Y Pedubastis rasgó el saco con una de sus temibles uñas. Y del saco cayeron mogollón de castañas.
“¡Oh, no!” exclamó el hombre.
“¿Y qué significa esto?” preguntó Pedubastis.
“No hago daño a nadie. Como te he dicho, doy de comer a niños pobres en Nochebuena y deseo que tengan cenas todos los demás días del nuevo año. Palpo sus barrigas para ver si han comido, y si no lo han hecho, les alimento con castañas. Y tendrán algo que comer todas las noches, porque esa es mi magia. Ayúdame a recoger las castañas.”
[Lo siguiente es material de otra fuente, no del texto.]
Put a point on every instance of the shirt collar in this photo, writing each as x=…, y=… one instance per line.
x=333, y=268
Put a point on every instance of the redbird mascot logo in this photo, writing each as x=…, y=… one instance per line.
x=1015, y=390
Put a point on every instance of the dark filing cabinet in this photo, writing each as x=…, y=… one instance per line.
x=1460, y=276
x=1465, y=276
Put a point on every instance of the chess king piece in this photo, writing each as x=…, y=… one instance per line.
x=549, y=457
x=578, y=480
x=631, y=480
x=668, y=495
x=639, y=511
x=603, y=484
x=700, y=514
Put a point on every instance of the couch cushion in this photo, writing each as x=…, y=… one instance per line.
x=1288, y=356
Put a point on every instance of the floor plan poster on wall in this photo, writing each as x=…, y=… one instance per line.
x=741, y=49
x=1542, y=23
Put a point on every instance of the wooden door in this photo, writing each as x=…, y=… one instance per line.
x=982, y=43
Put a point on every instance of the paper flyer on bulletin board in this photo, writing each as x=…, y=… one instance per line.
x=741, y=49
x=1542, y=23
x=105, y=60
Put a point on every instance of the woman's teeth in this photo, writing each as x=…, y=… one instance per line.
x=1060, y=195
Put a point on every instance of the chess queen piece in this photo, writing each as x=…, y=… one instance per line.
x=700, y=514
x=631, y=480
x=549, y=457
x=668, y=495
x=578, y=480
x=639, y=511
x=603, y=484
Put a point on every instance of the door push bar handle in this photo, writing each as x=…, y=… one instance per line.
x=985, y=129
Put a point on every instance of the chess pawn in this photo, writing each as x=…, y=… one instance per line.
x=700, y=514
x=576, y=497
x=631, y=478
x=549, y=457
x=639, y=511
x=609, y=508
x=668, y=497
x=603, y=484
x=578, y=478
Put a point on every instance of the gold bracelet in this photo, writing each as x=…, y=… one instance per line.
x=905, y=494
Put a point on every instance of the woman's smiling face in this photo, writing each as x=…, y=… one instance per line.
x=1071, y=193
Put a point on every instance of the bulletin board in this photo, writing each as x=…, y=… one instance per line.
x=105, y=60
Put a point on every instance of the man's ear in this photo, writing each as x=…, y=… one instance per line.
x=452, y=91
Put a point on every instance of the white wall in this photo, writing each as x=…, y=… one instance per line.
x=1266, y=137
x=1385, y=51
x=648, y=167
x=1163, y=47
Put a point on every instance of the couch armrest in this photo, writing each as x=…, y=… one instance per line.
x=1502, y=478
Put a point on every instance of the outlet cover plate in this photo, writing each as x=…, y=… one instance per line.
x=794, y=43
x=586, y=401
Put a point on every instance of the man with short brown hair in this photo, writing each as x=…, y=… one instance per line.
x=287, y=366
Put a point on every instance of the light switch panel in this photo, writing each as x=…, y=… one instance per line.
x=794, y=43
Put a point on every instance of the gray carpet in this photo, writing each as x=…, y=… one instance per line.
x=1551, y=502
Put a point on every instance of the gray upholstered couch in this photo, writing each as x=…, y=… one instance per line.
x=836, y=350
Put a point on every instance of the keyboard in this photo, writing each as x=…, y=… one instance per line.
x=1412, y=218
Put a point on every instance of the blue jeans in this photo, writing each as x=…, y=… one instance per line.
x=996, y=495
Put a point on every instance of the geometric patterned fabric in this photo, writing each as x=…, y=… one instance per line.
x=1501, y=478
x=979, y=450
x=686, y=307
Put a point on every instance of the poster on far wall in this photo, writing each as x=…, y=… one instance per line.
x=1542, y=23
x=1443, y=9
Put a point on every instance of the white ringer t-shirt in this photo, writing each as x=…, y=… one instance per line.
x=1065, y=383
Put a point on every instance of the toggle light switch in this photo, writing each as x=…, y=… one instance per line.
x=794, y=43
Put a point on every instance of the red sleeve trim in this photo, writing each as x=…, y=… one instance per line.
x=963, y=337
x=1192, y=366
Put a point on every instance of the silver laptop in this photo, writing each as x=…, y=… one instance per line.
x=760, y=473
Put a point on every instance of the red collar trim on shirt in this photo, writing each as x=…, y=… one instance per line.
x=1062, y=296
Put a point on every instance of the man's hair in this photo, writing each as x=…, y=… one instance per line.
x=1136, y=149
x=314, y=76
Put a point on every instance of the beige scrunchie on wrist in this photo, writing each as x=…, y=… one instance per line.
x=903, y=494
“Recógelas tú, que yo voy a por un saco mejor que ese harapo multiremendado que traes ahí,” contestó Pedubastis.
“¿Podrías traerme también una bota para mi vino, que esta gotea?” preguntó el hombre. “Te aseguro que este vino es medicinal.”
“Nunca he visto a nadie como tú, pero algo me dice que tú eres un tío legal. Aunque no estás donde deberías estar. En esta isla nadie pasa hambre. Ni en Nochebuena ni nunca.”